Кузовлев вытащил круг копченой колбасы, ловко
почистил ее, аккуратно порезал, кружочками на до-щечке, потом достал хлеб, соленые огурцы, сделал бутерброды. Алена вспомнила, как хирург хвастался тем, что умеет вкусно готовить: варить борщи, делать судака под белым польским соусом, выдумывать разные закуски, салаты, а на котлеты он даже имеет патент от одного ресторана. Такой вот он необычный умелец. Единственный пробел — это всякие пирожки, шаньги, торты. К ним сознательно не подбирался, решив что-то оставить и на радость будущей жене, а так бы и по тесту смог научиться. Если б не страсть к хирургии, то, наверное, стал бы кулинаром, У него и в семье так: отец один из первых блестящих пластических хирургов, а мать — отличный кулинар.
— И что, теперь?
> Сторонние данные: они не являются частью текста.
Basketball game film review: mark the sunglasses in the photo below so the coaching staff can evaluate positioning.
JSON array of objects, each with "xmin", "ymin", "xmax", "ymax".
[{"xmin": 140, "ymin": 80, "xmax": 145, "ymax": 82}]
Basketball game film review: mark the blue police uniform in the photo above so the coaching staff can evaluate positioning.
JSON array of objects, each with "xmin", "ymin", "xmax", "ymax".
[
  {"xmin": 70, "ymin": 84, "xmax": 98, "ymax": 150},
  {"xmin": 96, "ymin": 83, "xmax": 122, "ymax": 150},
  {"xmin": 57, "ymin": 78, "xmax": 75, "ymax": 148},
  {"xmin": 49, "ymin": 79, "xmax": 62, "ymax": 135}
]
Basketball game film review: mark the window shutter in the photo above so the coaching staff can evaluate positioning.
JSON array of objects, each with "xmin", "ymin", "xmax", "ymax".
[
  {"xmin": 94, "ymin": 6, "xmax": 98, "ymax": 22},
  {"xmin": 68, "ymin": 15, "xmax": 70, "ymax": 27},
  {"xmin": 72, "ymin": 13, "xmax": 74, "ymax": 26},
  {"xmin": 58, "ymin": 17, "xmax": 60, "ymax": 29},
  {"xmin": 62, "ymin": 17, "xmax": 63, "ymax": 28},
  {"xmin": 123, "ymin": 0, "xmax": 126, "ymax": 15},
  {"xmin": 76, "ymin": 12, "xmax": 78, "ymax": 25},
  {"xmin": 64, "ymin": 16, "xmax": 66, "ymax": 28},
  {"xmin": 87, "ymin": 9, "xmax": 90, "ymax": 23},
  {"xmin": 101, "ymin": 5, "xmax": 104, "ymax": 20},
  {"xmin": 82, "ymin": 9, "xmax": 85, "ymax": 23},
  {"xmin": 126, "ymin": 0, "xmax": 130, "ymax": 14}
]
Сидеть сложа руки? — снова завелся хирург, подавленный рассуждениями Алены. — Да, согласен, со стороны это выглядит глупо. Нелепые подозрения и прочее! Но быть овечкой на заклание тоже не хочу! Может, поговорить с Грабовым? Он же не дурак!
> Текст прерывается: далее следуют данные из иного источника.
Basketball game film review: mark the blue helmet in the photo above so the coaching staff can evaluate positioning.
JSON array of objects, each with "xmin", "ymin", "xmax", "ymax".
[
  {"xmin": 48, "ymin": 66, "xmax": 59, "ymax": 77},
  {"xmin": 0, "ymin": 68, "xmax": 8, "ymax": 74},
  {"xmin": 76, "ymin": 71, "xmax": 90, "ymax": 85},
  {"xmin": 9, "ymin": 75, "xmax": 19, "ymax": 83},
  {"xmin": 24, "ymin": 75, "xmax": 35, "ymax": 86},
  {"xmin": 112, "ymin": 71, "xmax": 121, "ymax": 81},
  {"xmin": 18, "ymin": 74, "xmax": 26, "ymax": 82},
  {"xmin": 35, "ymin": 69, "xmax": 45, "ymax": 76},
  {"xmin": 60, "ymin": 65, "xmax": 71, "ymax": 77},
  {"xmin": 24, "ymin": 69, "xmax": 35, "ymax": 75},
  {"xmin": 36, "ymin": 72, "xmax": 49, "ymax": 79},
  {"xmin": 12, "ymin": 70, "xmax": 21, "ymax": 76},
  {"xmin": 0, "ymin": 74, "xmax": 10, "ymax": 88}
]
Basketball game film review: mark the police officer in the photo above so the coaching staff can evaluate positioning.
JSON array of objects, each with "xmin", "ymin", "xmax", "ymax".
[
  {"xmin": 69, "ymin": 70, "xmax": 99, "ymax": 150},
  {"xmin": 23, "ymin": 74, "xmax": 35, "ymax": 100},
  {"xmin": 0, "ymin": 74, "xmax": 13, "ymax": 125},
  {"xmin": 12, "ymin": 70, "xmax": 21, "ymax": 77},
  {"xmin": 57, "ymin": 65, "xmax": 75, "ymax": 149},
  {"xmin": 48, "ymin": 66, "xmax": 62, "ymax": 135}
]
— И предложить ему денег, — усмехнулась Алена.
— А почему бы нет?!
— Во-первых, он никогда не возьмет, а во-вторых, я никогда до такого унижения не дойду!
— А идти за него замуж по шантажу — это нормально, да?! — озлился Кузовлев.
— Дурак вы, Станислав Сергеевич!
Слезы блеснули в ее больших глазах, она подскочила, бросилась в прихожую, и не успел хирург опомниться, как Алену вынесло за дверь. Он выскочил следом, пытаясь ее удержать, но медсестра сбегала уже по лестнице.
— Я ему откажу, так и знайте! — выкрикнула она. — Вы сами меня к этому вынудили!
Резко хлопнула входная дверь, и на улицу в тапочках Кузовлев уже не побежал, понуро вернулся в квартиру, присел на обувной ящик, точно собираясь шнуровать туфли и бежать следом за своей помощницей, но что-то вдруг надломилось в его душе, он обхватил голову руками и в голос застонал от отчаяния.